If we assume that some data is not normally distributed, but is described by the [og-normal distribution](https://ru.wikipedia.org/wiki/%D0%9B%D0%BE%D0%B3%D0%BD%D0%BE%D1%80%D0%BC%D0%B0%D0%BB%D1%8C%D0%BD%D0%BE%D0%B5_%D1%80%D0%B0%D1%81%D0%BF%D1%80%D0%B5%D0%B4%D0%B5%D0%BB%D0%B5%D0%BD%D0%B8%D0%B5), it can easily be brought to an honest normal distribution:
In : from scipy.stats import lognorm
In : data = lognorm(s=1).rvs(1000)
In : shapiro(data) Out: (0.05714237689971924, 0.0)
In : shapiro(np.log(data)) Out: (0.9980740547180176, 0.3150389492511749)
The lognormal distribution is suitable to describe salaries, price of securities, urban population, number of comments to articles on the internet, etc. However, to apply this procedure, distribution does not necessarily have to be lognormal, you can try to subject any distribution with a heavy right tail to this transformation. Furthermore, one can try to use other similar transformations, being guided by own hypotheses about how to approximate the available distribution to normal. Examples of such transformations are [Box-Cox transformation](https://docs.scipy.org/doc/scipy/reference/generated/scipy.stats.boxcox.html) (logarithm is a special case of the Box-Cox transformation) or [Yeo-Johnson transformation](https://gist.github.com/mesgarpour/f24769cd186e2db853957b10ff6b7a95) that extends the range of applicability to negative numbers; in addition, you can try to simply add a constant to the feature - `np.log (x + const)`.

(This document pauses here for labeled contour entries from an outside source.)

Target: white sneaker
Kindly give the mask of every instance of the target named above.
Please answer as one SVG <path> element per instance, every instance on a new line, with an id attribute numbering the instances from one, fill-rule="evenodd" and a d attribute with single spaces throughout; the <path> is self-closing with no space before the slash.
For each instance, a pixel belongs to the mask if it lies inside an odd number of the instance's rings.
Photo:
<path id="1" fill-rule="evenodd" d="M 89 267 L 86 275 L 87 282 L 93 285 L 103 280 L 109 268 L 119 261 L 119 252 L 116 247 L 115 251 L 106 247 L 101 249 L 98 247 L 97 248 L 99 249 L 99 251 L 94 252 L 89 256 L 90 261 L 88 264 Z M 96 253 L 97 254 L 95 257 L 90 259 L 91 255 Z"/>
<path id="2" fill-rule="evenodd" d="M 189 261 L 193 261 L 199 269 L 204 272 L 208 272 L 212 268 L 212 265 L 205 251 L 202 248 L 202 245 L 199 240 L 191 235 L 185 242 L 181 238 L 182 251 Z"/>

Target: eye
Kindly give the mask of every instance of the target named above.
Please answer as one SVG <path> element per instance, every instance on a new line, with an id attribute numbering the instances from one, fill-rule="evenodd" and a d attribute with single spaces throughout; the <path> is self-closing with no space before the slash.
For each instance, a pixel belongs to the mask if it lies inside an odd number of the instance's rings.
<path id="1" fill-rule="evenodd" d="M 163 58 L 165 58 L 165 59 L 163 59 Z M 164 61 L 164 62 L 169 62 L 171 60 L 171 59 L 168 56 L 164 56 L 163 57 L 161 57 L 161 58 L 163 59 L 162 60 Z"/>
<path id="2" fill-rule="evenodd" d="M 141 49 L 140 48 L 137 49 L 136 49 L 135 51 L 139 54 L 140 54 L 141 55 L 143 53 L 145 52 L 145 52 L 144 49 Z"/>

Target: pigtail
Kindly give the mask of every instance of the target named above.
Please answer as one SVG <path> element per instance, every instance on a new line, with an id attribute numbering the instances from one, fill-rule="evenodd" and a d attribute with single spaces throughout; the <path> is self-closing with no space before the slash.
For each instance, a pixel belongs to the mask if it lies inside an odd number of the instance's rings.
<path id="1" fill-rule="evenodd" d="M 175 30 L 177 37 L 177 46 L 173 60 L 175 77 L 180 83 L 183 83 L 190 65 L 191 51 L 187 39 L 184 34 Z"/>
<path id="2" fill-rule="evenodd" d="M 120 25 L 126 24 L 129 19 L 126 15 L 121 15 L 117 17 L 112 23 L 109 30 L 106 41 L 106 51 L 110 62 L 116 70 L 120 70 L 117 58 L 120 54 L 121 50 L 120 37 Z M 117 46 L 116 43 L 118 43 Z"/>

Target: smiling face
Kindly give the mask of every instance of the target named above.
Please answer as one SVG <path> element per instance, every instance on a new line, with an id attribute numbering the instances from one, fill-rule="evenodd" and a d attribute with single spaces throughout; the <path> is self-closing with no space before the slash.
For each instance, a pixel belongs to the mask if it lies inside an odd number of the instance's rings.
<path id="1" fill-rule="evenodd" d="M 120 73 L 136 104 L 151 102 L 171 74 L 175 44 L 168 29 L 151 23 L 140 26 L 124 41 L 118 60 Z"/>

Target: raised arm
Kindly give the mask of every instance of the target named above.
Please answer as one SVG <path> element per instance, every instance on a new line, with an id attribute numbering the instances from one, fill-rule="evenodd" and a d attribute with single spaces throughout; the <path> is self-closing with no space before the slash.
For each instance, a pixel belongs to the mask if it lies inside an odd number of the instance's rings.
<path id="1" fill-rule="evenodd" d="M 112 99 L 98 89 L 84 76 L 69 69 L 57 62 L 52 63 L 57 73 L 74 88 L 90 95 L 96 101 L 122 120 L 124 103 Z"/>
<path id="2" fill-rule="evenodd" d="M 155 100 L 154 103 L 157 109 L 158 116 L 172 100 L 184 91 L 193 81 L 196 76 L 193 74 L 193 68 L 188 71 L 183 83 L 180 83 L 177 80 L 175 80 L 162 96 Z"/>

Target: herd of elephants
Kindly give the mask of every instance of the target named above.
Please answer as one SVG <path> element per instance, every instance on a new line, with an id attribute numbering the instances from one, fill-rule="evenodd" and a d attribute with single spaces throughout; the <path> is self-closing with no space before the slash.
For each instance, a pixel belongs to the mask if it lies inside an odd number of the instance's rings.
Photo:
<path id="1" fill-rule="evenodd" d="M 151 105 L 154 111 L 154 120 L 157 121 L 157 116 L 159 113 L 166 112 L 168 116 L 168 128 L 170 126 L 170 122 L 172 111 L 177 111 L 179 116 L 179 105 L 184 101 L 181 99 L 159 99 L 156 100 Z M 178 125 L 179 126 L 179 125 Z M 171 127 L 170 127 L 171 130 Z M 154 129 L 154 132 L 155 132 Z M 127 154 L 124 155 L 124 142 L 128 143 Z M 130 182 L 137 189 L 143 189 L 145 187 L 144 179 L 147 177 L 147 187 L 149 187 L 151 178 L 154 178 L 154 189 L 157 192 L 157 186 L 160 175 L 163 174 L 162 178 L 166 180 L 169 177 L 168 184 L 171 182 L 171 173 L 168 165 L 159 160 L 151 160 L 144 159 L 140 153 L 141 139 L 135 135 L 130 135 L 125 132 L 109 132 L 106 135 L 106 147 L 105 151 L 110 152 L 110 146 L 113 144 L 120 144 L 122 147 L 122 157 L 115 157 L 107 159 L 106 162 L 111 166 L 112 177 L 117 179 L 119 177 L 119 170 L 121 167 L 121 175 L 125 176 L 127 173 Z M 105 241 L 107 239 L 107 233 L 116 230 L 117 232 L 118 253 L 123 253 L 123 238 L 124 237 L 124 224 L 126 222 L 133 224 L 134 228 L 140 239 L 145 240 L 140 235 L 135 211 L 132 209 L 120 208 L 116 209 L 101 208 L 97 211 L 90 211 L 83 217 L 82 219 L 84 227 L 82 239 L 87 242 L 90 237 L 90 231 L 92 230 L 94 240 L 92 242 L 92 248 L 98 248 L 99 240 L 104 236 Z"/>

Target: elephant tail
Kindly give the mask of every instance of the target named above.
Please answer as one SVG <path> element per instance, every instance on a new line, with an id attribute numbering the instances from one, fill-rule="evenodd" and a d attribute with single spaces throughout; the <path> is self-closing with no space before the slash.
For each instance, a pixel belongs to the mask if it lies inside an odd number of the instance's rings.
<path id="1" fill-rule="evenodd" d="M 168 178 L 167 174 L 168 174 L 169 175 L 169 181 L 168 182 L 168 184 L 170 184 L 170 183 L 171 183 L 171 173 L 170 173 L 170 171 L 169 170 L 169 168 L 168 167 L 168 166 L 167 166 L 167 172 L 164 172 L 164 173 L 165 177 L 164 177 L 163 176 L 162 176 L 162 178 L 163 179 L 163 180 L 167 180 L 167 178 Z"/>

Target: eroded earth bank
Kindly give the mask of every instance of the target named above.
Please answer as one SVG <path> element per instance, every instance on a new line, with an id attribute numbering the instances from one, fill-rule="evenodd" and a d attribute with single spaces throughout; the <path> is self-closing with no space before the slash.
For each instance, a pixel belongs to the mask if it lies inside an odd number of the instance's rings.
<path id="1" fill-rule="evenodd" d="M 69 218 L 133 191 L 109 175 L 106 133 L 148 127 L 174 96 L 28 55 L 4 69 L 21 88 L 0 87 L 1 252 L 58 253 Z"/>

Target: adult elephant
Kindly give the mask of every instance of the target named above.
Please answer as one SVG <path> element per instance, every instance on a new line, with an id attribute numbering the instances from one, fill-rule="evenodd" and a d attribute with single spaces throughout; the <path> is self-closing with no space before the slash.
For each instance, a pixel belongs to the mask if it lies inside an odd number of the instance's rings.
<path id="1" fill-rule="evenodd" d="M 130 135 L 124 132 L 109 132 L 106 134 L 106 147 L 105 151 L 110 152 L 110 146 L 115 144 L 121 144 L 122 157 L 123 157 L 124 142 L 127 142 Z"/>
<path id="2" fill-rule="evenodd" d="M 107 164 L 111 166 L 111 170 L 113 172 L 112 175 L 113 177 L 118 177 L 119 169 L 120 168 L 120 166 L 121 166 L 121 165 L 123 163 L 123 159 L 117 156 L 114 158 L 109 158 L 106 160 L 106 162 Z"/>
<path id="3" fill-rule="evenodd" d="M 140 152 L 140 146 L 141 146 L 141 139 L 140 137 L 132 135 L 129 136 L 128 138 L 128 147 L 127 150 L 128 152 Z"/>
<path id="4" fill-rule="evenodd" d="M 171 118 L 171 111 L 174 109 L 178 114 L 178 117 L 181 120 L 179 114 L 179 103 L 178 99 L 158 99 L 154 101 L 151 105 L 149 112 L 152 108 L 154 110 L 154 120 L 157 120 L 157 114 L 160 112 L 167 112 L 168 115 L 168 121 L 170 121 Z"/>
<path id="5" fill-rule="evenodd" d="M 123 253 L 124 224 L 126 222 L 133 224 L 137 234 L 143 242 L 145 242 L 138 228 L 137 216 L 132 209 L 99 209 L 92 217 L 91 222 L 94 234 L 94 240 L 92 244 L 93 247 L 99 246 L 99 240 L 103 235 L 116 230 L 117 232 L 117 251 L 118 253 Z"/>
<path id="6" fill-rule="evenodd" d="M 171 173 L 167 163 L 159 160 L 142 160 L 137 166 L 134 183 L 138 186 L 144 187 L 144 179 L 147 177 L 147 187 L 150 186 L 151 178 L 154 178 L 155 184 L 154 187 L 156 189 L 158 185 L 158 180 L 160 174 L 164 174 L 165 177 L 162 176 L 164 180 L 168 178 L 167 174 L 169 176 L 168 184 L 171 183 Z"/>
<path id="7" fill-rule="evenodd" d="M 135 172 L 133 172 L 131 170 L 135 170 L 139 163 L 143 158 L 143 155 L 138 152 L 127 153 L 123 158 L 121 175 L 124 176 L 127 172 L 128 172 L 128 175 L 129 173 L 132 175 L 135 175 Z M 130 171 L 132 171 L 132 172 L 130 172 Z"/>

In the examples above, we have worked with synthetic data and strictly tested normality using the Shapiro-Wilk test. Let's try to look at the actual data, and to test for normality using a less formal method - [Q-Q plot](https://en.wikipedia.org/wiki/Q%E2%80%93Q_plot). For normal distribution, it will look like a smooth diagonal line, and visual anomalies are intuitively understandable.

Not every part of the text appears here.